A beloved Spanish holiday destination, popular with UK tourists, was reportedly 'half empty' this Bank Holiday Monday, sparking worry among local bar and restaurant owners. Magaluf, one of Majorca's busiest holiday resorts, is usually teeming with holidaymakers by the start of June.

However, photos taken on May 27 revealed deserted sunbeds on the town's beaches and rows of unoccupied tables outside bars. This comes just days after demonstrators marched through Majorca's capital, Palma, demanding 'immediate measures' from the government to address the island's housing crisis and tourist overcrowding.

The local newspaper, Majorca Daily Bulletin, voiced concerns that Magaluf seemed 'unusually quiet' on Monday, suggesting it was 'half empty if that'. The paper reported a sense of unease among business owners about the lack of tourists, while others maintained that it was still bustling at the weekends.

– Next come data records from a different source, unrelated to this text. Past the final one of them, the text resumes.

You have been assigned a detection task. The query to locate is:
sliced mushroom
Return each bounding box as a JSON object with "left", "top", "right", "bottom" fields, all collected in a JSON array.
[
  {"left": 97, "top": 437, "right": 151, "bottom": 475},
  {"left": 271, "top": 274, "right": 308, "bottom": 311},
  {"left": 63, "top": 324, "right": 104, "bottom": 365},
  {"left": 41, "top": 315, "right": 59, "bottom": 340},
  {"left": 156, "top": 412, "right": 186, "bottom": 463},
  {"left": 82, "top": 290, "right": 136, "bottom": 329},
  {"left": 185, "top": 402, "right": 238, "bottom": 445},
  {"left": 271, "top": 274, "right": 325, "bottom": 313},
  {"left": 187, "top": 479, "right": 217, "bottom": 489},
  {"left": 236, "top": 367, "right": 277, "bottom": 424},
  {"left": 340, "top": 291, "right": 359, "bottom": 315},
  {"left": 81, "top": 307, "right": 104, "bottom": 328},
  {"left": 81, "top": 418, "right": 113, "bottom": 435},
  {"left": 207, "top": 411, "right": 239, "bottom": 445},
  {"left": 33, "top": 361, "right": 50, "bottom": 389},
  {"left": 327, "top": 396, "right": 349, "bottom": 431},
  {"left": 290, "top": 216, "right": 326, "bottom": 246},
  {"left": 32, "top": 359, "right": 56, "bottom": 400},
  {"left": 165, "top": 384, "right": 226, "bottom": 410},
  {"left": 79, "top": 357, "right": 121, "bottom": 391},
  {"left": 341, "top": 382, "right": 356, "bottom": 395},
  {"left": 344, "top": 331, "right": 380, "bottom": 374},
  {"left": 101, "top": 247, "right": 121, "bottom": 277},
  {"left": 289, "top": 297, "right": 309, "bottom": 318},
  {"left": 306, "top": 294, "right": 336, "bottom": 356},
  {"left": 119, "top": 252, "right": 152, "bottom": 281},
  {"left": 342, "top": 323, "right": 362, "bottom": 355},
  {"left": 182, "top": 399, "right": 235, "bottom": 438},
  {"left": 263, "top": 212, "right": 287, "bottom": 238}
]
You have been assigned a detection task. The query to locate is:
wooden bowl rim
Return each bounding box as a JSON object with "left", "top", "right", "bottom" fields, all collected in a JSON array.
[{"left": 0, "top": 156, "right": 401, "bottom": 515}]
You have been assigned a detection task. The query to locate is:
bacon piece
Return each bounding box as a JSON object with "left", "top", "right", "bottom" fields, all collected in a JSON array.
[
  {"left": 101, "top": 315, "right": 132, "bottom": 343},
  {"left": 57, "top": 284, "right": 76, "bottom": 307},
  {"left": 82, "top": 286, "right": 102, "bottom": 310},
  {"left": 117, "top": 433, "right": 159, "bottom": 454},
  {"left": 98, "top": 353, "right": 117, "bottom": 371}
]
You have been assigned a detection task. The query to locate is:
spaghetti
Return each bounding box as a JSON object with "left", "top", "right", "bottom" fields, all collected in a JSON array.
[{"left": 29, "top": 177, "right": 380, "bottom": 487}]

One pub owner hinted that the anti-tourism protesters' 'wishes had been granted', with the onset of the peak holiday season in June now just around the corner. Following a large gathering in Palma on Saturday, the organisers of the protest warned that they would persist in their demonstrations until the Balearic government takes action.

One of the protest leaders, Javier Barbero, voiced his concerns to the news outfit: "This has only just begun. If the reality is denied and still no measures are taken, we will take to the streets until they act.", reports Birmingham Live.

Despite their strong stance, Barbero clarified that the group was not 'saying no to tourism', but suggested: "We have to rethink the tourism model."

The protesters have made demands to the local authorities to control the acceleration of rental costs in the area, a proposal that Balearic president, Marga Prohens, refuses to entertain. Additionally, the group urges the administration to enact a new policy - any newcomer who wants to buy property on the island must first be a resident for half a decade.

Tourism sector contributes around 45 per cent to the islands' revenue, according to figures released by Exceltur. The protests have stirred some brit holidaymakers to avoid the region, with one steady visitor saying online: "They should be careful what they wish for."

Another traveller added: "Stop going to Spain for 12 months and they will be begging us to come back."